G-quadruplex (G4)-hemin complexes are a convenient peroxidase mimicking DNAzyme for utilization in biosensing and analytical applications. Although dispersive G4/hemin DNAzymes have been extensively studied, a thorough investigation of the catalytic mechanism of multivalent G4/hemin (MultiG4) DNAzymes is warranted. To address this, dispersive G4/hemin DNAzymes with high-efficiency are connected by double- or multi-stranded DNA structures to build MultiG4 DNAzymes. The distance and environment of hemin binding sites are regulated by altering the position and spatial orientation of these connected G4s. Our data demonstrate that the catalytic activities of duplex-spaced MultiG4 DNAzymes are not affected by duplex length (within a reasonable range). However, vicinal MultiG4 DNAzymes that are immobilized at small spatial distances by Watson-Crick based DNA structures usually exhibit much lower catalytic activities than dispersive G4/hemin DNAzymes. Our results reveal that increasing the spatial flexibility of vicinal MultiG4 DNAzymes is imperative to achieving high catalytic efficiency. Significantly, we demonstrate that the catalytic activities of vicinal MultiG4 DNAzymes regulated by parallel duplexes are similar to that of dispersive G4/hemin DNAzymes, and that their activities are independent of the proximity effect. Thus, vicinal MultiG4 DNAzymes arranged in the same direction are more conducive to the maintenance of catalytic efficiency than those arranged in opposite directions. Our study provides a perspective for exploring multienzyme catalysis and should contribute to the design of nanozymes with high-efficiency catalytic activities.
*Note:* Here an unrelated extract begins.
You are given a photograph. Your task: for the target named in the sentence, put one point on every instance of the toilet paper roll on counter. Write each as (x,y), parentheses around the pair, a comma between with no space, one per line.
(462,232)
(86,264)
G-四链体 (G4)-血红素复合物是一种方便的过氧化物酶模拟脱氧核糖核酸酶，可用于生物传感和分析应用。尽管分散的 G4/hemin DNAzymes 已被广泛研究，但有必要对多价 G4/hemin (MultiG4) DNAzymes 的催化机制进行彻底研究。为了解决这个问题，高效分散的 G4/hemin DNAzymes 通过双链或多链 DNA 结构连接以构建 MultiG4 DNAzymes。通过改变这些连接的 G4 的位置和空间方向来调节血红素结合位点的距离和环境。我们的数据表明，双链体间隔的 MultiG4 DNAzyme 的催化活性不受双链体长度的影响（在合理范围内）。然而，由基于 Watson-Crick 的 DNA 结构固定在小空间距离的邻位 MultiG4 DNAzyme 通常表现出比分散 G4/hemin DNAzyme 低得多的催化活性。我们的研究结果表明，增加邻位 MultiG4 DNAzymes 的空间灵活性对于实现高催化效率是必不可少的。重要的是，我们证明由平行双链体调节的邻位 MultiG4 DNAzymes 的催化活性与分散 G4/hemin DNAzymes 的催化活性相似，并且它们的活性与邻近效应无关。因此，以相同方向排列的邻位MultiG4 DNA酶比以相反方向排列的那些更有利于维持催化效率。